Fiquei estarrecido. Imóvel. Assombrado. Entre os urros fetichizados e pueris
das bandas locais; entre as pinceladas codificadas e normativas das associações
de artistas plásticos alguém teve a coragem de produzir arte contemporânea
em Blumenau.
Em 1926 o artista Belga René Magritte presenteou a humanidade com o seu:
Ceci n'est pas une pipe: Isso Não É Um Cachimbo. Intervenção analisada por Michel
Foucault em livro com o mesmo título.
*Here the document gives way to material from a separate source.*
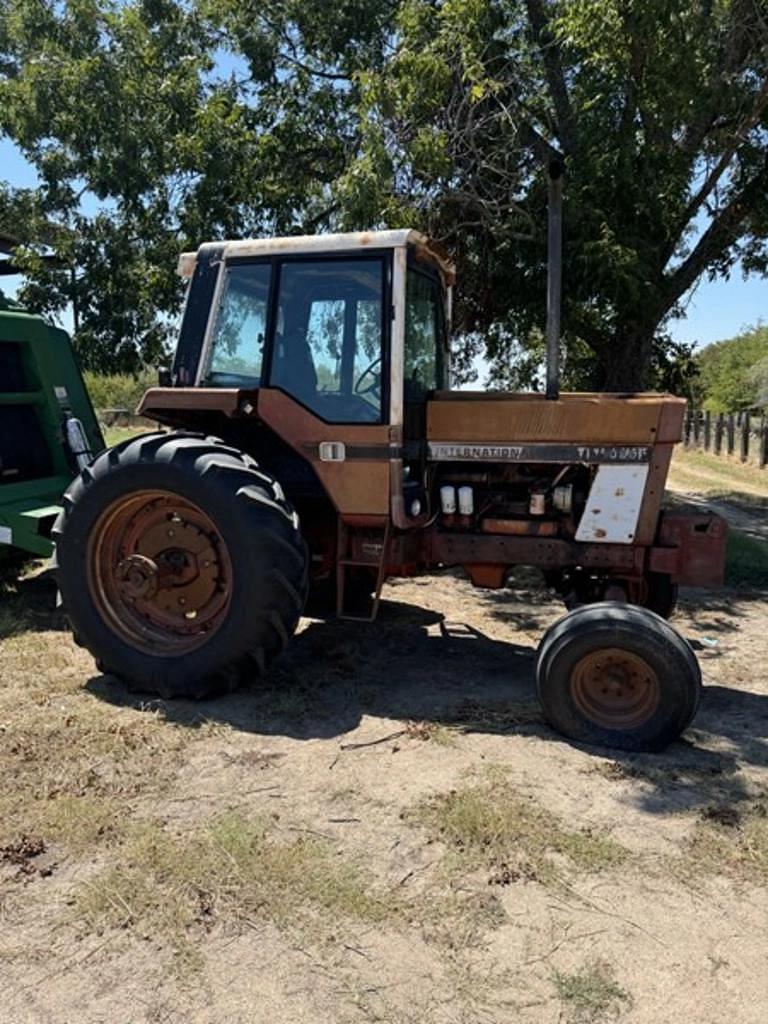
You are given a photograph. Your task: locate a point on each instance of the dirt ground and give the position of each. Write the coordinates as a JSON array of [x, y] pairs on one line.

Na obra, o artista faz falar o
desconforto da inexatidão, desconforto próximo àquele das inclusões sociais,
das proteções ecológicas que estão para além de estética da beleza.
Na intervenção da ponte, além de acolher a feiúra dos erros, dos limites e das
ausências – valores éticos frente ao mundo e aos seus desafios subjacentes que
clamam teimosamente para serem lembrados – o que achei mais interessante
foi a sutil ironia com relação as necessidades privadas de todos nós.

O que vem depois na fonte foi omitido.